Although no studies have looked at a comparison of hemodialysis to peritoneal dialysis, observational data supports that both modalities might be equally efficacious (12). When diving deeper into recent literature, suggestions have arisen that hemodialysis might have a slightly better advantage in survival, but this appears to be short lived with disadvantages emerging after 2 years of use (64). Further differences appear between the two modalities in regard to diabetic patients with abnormal glucose homeostasis. Patients undergoing peritoneal dialysis, especially diabetic patients, are at risk of developing peritoneal fibrosis at a faster rate and ultimately compromising ultrafiltration (12). Additional challenges in glucose management stem from the high glucose concentration in the peritoneal dialysate. This large glucose load often contributes to the patient’s morbidity and offers additional challenges in achieving glucose control (12). Glucose control may be achieved with the substitution of dextrose with icodextrin. This polymer is advantageous in that it is minimally absorbed across the peritoneal membrane, although lymphatic absorption does occur (65). While safe, its use may lead to confusion and difficulty with glucose management by the development of spurious hyperglycemia. After being absorbed by the lymphatic system, icodextrin is metabolized to maltose metabolites, which some on glucometers will register as significant hyperglycemia and if not educated properly may lead the patient to receive a larger insulin load (65).
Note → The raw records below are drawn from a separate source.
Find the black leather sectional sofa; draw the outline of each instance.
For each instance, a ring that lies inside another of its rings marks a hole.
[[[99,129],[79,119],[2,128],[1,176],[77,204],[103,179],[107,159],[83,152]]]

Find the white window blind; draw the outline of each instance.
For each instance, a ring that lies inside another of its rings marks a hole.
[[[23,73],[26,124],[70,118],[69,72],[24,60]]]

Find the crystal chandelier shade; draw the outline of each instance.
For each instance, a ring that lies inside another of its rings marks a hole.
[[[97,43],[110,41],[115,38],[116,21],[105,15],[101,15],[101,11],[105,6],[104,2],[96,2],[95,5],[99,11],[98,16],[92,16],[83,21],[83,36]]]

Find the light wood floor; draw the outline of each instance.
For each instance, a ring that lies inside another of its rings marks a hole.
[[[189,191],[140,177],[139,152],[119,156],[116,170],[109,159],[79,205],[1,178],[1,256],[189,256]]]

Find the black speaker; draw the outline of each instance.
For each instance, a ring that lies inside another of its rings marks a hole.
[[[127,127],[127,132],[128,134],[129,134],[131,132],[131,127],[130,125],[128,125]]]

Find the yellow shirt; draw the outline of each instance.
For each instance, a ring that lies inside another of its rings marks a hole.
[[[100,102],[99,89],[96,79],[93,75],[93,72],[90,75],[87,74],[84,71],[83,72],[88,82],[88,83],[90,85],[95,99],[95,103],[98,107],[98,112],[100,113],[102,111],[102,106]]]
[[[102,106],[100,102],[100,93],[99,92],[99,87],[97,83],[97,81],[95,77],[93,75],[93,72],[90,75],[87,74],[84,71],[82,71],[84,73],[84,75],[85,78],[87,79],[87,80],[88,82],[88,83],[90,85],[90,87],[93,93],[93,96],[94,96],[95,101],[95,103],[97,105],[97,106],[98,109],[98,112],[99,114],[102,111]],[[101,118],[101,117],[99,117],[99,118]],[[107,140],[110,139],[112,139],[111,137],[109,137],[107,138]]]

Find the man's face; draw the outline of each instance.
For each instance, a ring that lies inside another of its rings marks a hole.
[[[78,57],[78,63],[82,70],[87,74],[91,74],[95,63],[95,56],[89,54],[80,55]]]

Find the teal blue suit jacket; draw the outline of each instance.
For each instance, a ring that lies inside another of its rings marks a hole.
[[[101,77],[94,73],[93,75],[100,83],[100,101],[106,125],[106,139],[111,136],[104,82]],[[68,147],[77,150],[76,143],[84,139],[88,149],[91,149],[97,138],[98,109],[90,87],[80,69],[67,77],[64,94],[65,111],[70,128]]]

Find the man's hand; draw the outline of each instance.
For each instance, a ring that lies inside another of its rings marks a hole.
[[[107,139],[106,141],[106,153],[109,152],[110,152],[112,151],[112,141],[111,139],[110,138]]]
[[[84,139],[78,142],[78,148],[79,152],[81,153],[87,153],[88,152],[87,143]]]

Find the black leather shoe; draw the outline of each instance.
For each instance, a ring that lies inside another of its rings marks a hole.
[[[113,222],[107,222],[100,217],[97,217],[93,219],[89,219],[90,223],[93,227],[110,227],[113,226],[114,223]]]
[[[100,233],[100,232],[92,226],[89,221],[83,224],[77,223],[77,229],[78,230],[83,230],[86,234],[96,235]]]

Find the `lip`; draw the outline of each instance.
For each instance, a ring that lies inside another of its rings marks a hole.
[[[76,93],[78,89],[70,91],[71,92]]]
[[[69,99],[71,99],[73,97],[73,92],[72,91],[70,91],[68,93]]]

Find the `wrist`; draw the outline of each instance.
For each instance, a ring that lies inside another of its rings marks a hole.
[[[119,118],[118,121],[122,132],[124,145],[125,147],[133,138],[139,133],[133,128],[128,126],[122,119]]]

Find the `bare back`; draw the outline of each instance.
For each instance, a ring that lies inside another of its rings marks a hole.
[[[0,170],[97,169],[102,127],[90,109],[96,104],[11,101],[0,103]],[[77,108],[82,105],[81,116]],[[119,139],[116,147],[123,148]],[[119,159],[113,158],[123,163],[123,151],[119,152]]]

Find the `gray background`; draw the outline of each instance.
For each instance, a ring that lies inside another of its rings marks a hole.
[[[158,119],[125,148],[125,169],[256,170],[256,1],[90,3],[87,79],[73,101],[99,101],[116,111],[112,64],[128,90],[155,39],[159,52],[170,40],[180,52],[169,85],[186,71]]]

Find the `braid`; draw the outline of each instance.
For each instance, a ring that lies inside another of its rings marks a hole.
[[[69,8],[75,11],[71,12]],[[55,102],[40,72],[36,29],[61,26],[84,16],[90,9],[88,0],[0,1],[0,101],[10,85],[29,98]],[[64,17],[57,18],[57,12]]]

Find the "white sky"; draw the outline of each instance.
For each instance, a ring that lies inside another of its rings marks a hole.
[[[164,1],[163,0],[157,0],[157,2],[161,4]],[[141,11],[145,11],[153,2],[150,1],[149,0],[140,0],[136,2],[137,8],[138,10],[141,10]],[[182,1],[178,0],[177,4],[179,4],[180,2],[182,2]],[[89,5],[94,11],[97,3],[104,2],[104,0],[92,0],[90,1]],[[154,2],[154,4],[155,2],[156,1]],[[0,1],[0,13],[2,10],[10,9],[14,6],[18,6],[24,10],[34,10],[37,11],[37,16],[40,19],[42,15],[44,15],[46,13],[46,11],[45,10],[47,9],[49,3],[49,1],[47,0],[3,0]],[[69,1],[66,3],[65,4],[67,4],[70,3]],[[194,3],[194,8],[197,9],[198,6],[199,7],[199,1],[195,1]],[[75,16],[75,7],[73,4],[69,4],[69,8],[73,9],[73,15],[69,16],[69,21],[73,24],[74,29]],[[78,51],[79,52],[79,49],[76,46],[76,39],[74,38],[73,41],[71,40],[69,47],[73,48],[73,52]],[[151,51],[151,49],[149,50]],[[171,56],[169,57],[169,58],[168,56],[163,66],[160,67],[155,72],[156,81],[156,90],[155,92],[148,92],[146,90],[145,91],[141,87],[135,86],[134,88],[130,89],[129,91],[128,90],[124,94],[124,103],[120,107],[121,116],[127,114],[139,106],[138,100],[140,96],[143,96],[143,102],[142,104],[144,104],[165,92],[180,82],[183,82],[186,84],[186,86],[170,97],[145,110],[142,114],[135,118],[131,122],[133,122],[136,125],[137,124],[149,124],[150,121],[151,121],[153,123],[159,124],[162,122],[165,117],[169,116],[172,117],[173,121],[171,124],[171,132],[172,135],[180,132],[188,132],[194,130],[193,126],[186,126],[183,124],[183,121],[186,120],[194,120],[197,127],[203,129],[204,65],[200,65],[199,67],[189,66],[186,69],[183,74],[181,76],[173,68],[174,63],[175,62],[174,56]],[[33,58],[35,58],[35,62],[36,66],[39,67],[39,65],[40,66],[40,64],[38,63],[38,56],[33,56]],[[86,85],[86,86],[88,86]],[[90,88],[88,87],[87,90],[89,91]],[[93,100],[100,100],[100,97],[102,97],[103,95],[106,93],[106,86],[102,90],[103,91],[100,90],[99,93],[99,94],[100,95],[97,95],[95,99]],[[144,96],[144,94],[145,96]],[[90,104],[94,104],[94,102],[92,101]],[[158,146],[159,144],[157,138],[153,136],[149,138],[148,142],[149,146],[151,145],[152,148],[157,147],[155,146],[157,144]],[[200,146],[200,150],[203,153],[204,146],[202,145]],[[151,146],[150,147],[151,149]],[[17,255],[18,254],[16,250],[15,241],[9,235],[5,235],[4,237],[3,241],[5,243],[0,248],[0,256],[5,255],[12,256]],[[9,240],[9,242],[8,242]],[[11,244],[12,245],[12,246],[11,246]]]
THERAPEUTIC MANAGEMENT OF DIABETICS IN END-STAGE KIDNEY DISEASE POPULATION
There is a continuing challenge in treating patients with progressive diabetic nephropathy and specifically ESKD. Not only is mortality linked to medication side effects, namely, hypoglycemia, but cardiovascular risk of death is heightened in this population as well (57). Insulin therapy is mainstay therapy in diabetic patients with ESKD, largely due to contraindication of most oral hypoglycemic agents in severe renal impairment. In general, oral medications are not indicated in this group because of increased drug accumulation with decreased renal clearance leads to adverse drug effects such has hypoglycemia. Dose adjustments are required in CKD and ESKD in those medications that can be used in diabetic patients in ESKD (TABLE 31.1) (66).